I don’t think I am all that on the mic but I sure act like I do.

I have not had a serious writing class in my life but I sure talk like if I did.

I am my own personal PR machine and it works. You believe that you are a certain persona and act accordingly as the world accommodates itself to this image. As such, new poets are viewing me with a similar reverence as I have to my mentors. I am not going to name them but I know who they are and I make it a point to treat them with the same respect and compassion that has been accorded to me. This shit sounds really sanctimonious but I really believe it.

No one had to befriend me at Bar13. I was quite happy hanging out by myself in the back. In fact, the ability to enjoy poetry on my own was one of the things that automatically endeared me to this new world. I was loving listening to poetry all by myself. Same with going on the mic, it was a wonderful self-indulgent moment.
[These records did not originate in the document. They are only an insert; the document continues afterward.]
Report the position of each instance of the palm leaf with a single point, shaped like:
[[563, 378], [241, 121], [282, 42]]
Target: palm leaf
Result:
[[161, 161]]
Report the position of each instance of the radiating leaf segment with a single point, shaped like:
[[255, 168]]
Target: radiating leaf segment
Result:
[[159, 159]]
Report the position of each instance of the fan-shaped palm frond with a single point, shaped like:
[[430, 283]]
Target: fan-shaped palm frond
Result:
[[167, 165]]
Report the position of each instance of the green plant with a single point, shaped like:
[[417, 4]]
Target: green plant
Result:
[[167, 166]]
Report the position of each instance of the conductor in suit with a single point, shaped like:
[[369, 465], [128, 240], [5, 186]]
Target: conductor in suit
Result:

Then someone noticed me on the mic and went out of their way to encourage me. Compliments and critiques followed. Some acknowledgement in print. Reprinting of a poem. Being asked to feature. All of this has turned me into a better writer, performer and ultimately—person.

And it all could have, just as easily, never happened and I could still be in the back of the room writing insipid verse and performing it with an unsure voice.

This is not the journal entry I thought I was going to write.

This is an acknowledgement to Guy, Lynne, Roger, Fish, Seve, George, Ray, Sabrina, DSL, Franklin, Berzin, Vixi, Ed, Omar, e(g), Marty, Yolanda, Ebony, Felice, Elana, Bob, Chance… damn, it’s a lot of people and all their contributions are so different and so key.

Some of these names are here because they have kept pushing me all the time.

Some of these people may not even know why there names are here.

All of them dropped something into my poetic hat and it has all come back to em.

Soon, I am going to start a new reading series and there will be a whole new group of people coming to the mic. They will find a voice that they didn’t know they had and I am going to be a part of that and I am going to take the responsibility very seriously.